Roy ne perdit pas un instant. Il tourna les talons, fonça vers la porte latérale et disparut dans l'ombre. Un claquement de pieds sur le gravier, puis le moteur d'une voiture qui démarre.
« Merde ! cria Jack en se précipitant vers la porte. Il a pris la bagnole de Doc !

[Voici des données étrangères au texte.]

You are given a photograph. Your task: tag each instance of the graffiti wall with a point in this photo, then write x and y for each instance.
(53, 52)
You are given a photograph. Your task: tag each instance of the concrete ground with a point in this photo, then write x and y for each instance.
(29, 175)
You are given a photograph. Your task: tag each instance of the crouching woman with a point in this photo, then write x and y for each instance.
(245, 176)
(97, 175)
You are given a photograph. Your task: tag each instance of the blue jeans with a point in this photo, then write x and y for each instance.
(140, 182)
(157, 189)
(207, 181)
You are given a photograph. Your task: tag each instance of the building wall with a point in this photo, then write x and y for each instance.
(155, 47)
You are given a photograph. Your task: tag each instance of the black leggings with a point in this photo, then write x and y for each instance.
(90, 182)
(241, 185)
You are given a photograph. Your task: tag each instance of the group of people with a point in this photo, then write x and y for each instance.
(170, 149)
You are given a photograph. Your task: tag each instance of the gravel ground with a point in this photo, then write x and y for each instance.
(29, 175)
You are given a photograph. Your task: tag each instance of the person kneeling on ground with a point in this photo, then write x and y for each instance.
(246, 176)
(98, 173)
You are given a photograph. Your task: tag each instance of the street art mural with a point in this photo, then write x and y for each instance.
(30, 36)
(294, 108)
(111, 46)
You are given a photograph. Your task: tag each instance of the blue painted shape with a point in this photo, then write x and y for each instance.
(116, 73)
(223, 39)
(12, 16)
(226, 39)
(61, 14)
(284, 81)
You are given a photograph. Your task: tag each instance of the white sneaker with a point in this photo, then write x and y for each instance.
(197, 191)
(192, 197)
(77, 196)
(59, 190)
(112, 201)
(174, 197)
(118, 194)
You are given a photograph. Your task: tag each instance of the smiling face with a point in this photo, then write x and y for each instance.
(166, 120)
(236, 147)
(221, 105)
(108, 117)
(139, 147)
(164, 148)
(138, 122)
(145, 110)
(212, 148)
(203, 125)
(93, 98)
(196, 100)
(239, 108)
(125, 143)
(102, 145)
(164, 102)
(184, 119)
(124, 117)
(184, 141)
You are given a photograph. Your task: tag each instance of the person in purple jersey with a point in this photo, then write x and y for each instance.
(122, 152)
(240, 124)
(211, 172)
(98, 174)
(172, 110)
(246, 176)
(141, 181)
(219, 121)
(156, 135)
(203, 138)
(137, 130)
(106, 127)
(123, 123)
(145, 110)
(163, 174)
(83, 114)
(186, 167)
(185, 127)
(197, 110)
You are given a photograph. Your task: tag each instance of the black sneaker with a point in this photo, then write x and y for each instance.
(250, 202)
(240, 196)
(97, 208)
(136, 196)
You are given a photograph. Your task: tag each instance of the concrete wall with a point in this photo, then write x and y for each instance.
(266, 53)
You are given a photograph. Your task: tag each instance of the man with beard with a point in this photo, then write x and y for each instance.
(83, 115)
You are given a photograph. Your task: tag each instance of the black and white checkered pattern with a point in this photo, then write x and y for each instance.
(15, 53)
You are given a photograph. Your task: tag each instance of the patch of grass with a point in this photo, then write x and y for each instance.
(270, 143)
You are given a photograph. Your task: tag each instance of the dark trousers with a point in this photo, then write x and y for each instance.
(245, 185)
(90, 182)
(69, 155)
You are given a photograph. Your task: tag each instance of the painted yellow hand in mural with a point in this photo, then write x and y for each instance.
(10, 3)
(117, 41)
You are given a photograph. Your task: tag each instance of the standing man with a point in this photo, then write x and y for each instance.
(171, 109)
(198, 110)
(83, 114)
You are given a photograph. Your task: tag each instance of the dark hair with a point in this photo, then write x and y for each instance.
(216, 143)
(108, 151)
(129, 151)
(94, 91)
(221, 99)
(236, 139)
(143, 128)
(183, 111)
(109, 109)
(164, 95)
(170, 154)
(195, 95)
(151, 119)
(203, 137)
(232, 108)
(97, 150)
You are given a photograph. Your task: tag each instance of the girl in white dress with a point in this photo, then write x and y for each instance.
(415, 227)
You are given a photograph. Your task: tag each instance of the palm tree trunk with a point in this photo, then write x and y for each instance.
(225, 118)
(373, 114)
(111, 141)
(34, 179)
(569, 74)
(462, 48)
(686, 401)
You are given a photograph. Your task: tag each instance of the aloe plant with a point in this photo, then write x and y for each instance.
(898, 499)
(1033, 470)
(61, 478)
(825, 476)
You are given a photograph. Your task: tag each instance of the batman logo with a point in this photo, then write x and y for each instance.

Sal courut après lui, mais s'arrêta sur le seuil. La voiture disparaissait déjà dans la nuit, deux points rouges qui s'éloignaient dans l'avenue déserte.
Le scarifié s'avança lentement dans la pièce. Il contourna le corps de Doc avec précaution, comme s'il craignait de réveiller un chien endormi.
« Il vous a pris le document, dit-il. C'est ce que je vois.
— Vous tombez bien, répliqua Walter, les mâchoires serrées.
Le scarifié haussa les épaules. « Je voulais seulement parler. Vous avez l'air d'avoir des problèmes dans votre camp. Les problèmes se règlent en parlant, pas en se tirant dessus.
— Doc est mort, dit Jack en revenant dans le hangar. On a plus de temps pour les conférences. Il faut rattraper Roy avant qu'il vende le dossier à DeVries.
Jack se tourna vers Walter, le pistolet de Roy toujours dans sa main.
« Toi. Tu restes ici.
— Quoi ? s'exclama Walter.
— On ne sait pas si tu nous as dit la vérité, répondit Jack. Mais si Roy ment, t'es la seule preuve vivante qu'on ait. Alors tu ne bouges pas.
— Je peux aider à le retrouver, insista Walter. Je connais ses habitudes. Il va sûrement prendre la route de Philadelphie pour passer la nuit avant de rencontrer DeVries.
Sal hocha la tête. « Il a raison. On aura besoin de lui.
Jack hésita. Il regarda le corps de Doc, puis le scarifié qui les observait en silence depuis un angle.
« Putain, on ne peut pas faire confiance à personne. À personne.
Walter regarda Doc. Les yeux fermés maintenant, la bouche apaisée. Il avait vu un homme mourir entre ses mains parce qu'un menteur avait décidé que la vérité était une monnaie d'échange.
« Vous pouvez me croire, dit-il doucement. Je peux vous conduire vers Roy. Mais vous devez me laisser sortir de cet entrepôt.
Jack fit signe à Sal. « On le tient à l'œil. S'il essaye un truc, on lui met une balle dans le genou.
Sal hocha la tête.
Walter se leva, les mains ouvertes, paumes tournées vers le plafond.
« Je vous dois bien ça, dit-il. Pour Doc.
Il ne savait pas encore comment il allait s'en sortir. Mais il savait que la vérité écrite dans le document caché dans l'aération — son exemplaire secret — était sa seule vraie arme. Et personne d'autre que lui ne savait où elle se trouvait.